There was no time to waste in heading to the Late-night concert at Ram’s Head, hosted by Kung Fu and featuring guest appearances from Karl Denson, DJ Williams, Jeremy Schon, and more.  The night was a rotating jam, often led by the quick fingers of Kung Fu keyboardist Beau Sasser, and included lots of solos and plenty of play time for the sultry sounds of Karl D’s saxophone.  In a particularly heated moment, they played Jaco Pastorius’ “Come On, Come Over,” followed by a bongo solo from Congo Sanchez of Thievery Corporation fame.

We woke up bright eyed and bushy tailed the next day, ready for a wholesome lunch at Whole Foods then diving straight into the day, making it in time to catch local blues rock hero Cris Jacobs, formerly of The Bridge, who helped loosen our joints and get us ready to dance.  We were excited to see one of our favorite up and coming funk bands, Turkuaz, who always put on quite the performance, from their rainbow attire including top hats and member’s only jackets, to the choreographed dancing of the singers and how-low-can-you-go limbo of the horn players as they crouch towards the floor in an especially passionate moment.  Pigeons Playing Ping Pong I feel utilized the rotating stage the most this weekend, taking their positions before the stage started to turn, staying stone still until they sprung right into their set as the stage locked into place. We got an order of dumplings and a pretzel from the food vendors and watched them rock from the top of the hill as they played classics like “Walk Outside” and also a brand new song I didn’t catch the title of but talked a lot about “Fun, Fun, Fun,” an uplifting and appropriate theme for the fun-loving band.

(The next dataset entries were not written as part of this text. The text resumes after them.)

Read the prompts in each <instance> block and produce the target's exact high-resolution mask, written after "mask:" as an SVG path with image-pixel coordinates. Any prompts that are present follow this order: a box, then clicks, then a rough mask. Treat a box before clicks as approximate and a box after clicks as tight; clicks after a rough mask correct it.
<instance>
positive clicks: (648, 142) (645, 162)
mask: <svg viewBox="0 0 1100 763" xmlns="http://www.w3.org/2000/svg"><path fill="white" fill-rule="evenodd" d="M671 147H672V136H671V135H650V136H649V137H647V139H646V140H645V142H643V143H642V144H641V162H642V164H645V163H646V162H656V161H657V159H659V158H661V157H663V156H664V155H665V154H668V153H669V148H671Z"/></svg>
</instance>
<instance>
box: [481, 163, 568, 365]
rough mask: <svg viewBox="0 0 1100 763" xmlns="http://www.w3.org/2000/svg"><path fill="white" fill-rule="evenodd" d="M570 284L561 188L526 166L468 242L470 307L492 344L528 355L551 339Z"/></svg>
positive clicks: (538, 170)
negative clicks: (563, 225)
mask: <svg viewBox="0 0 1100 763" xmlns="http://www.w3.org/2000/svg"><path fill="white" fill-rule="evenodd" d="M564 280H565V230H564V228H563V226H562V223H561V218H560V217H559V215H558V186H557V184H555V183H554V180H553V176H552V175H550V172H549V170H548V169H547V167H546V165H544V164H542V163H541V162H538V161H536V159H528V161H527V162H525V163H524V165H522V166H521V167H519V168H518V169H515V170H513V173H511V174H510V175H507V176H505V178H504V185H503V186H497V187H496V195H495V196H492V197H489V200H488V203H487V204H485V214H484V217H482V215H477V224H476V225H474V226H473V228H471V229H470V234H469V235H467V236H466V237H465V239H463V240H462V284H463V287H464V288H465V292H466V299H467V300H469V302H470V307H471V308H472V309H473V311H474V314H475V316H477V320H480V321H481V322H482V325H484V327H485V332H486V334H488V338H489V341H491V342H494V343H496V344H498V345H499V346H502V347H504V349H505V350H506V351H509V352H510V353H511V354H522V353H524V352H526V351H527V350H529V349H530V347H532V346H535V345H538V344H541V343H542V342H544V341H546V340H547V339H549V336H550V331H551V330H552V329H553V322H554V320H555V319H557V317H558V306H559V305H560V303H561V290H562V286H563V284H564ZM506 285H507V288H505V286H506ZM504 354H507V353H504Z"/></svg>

After an ever inspiring set by Nahko & Medicine for the People, I was curious to see Langhorne Slim & The Law, another much talked about band that I hadn’t seen before.  As we wait for the performance in the pit, we hear a voice in the stands, it’s Langhorne himself singing playfully in the pavilion seats.  He leads a parade around the floor, interacting with almost every person he walked by.  His songs range from the cheeky “Love Crimes” to a song inspired by a poetry book by James Kavanaugh “There are Men Too Gentle To Live Among Wolves.” Shakey Graves’ knee-slapping bluegrass set led perfectly into Greensky Bluegrass, who I was drawn to like a moth to a flame back down to the front of the stage.  They came out playing on the rotating stage as it was still moving, and wasted no time getting us on our feet with songs like “Road to Nowhere” (Talking Heads cover), “Worried About the Weather,” “Dustbowl Overtures,” and “The Shape I’m in” (The Band cover).  Grace Potter roused the crowd with her signature soulful voice as the sun went down and Ben Harper & The Innocent Criminals closed it off for the night.  We didn’t want the night to end as we swayed to “Steal My Kisses,” “Burn One Down” which was led by a bongo solo, and ending with “How Dark is Gone” from the album Call It What It Is.

We wander back out to the VIP as we slowly mosey out, and I get a chance to thank Tim Walther for the weekend.  It was a unique experience that allowed me to focus more on the music than I usually do at other camping festivals.  Every band was so talented and exciting, that I never wanted to leave the stage.  It was a unique change of pace that reminded me how much I love music and discovering new bands to love and follow.  You can always safely know that an All Good presents event will feature only the best bands currently on the scene.  There were nothing but smiles from all I encountered, and it certainly was a merry time in Merryland.